“Respire. Você e o bebê estão seguros agora.”
Então ele me pediu para contar tudo o que Marcus tinha feito desde a morte de Daniel.
Então eu fiz.
Todos os documentos.
Em todas as visitas.
Qualquer garantia.
Cada momento que me pareceu estranho, mas que ignorei porque a dor me deixou exausta demais para questionar qualquer coisa.
Quando terminei, o policial Reyes parecia ainda mais preocupado.
Ele fez outra ligação telefônica.
Dessa vez, um detetive estava a caminho.
Ele me disse para não assinar mais nenhum documento.
Não deixar Marcus entrar na casa.
Não ficar sozinha com ele.
E em hipótese alguma eu deveria deixá-lo se aproximar de Nora sem a presença de outra pessoa.
Então, naquela tarde, Marcus chegou.
Exatamente como previsto na nota anônima.
O carro dele parou em frente à minha casa.
Ele saiu carregando uma pasta de couro.
De dentro, eu o observei contemplar a cena.
Minha casa pintada de preto.
Vizinhos em pé do lado de fora.
Uma viatura policial na entrada da garagem.
O policial Reyes está lá dentro.
E agora o detetive Alvarez, que chegou para revisar tudo.
Marcos parou de andar.
Só por um segundo.
Mas eu vi.
Ele esperava encontrar uma mulher em luto três dias após o parto, sentada sozinha dentro de uma casa silenciosa.
Em vez disso, ele encontrou um público.
Então ele se impôs e bateu na porta.
O policial Reyes respondeu.
Marcus pareceu surpreso.
“O que aconteceu aqui?”
“Investigação em andamento”, disse Reyes.
“Ela está bem? Vim visitar minha cunhada e o bebê.”
“Ela está descansando.”
“Só preciso de alguns minutos.”
Marcus levantou a pasta.
“Há alguns documentos que ela precisa assinar.

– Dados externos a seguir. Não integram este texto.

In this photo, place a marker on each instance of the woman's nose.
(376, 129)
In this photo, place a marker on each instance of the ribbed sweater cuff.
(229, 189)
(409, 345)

Questões patrimoniais urgentes.”
Do quarto ao lado, eu senti náuseas.
Ele prosseguiu.
“Se ela não assinar hoje, poderá perder certas proteções. Estou apenas tentando cuidar dela e do bebê.”
Urgente.
Hoje.
Para sua proteção.
Essas eram exatamente as frases que ele vinha usando há dois meses.
Só que agora eu as ouvi de forma diferente.
O detetive Alvarez saiu e conversou com ele.
Marcus acabou indo embora.
Mas ele levou a pasta de couro consigo.
Isso importava.
O detetive Alvarez voltou para dentro e sentou-se em frente a mim.
“Pedi a ele que deixasse os documentos para que pudéssemos analisá-los.”
“Ele não faria isso?”
“Não.”
Ela fez uma pausa.
“Eu vi a página principal.”
Eu abracei Nora com mais força.
“O que era?”
“Uma designação de tutela e autoridade financeira.”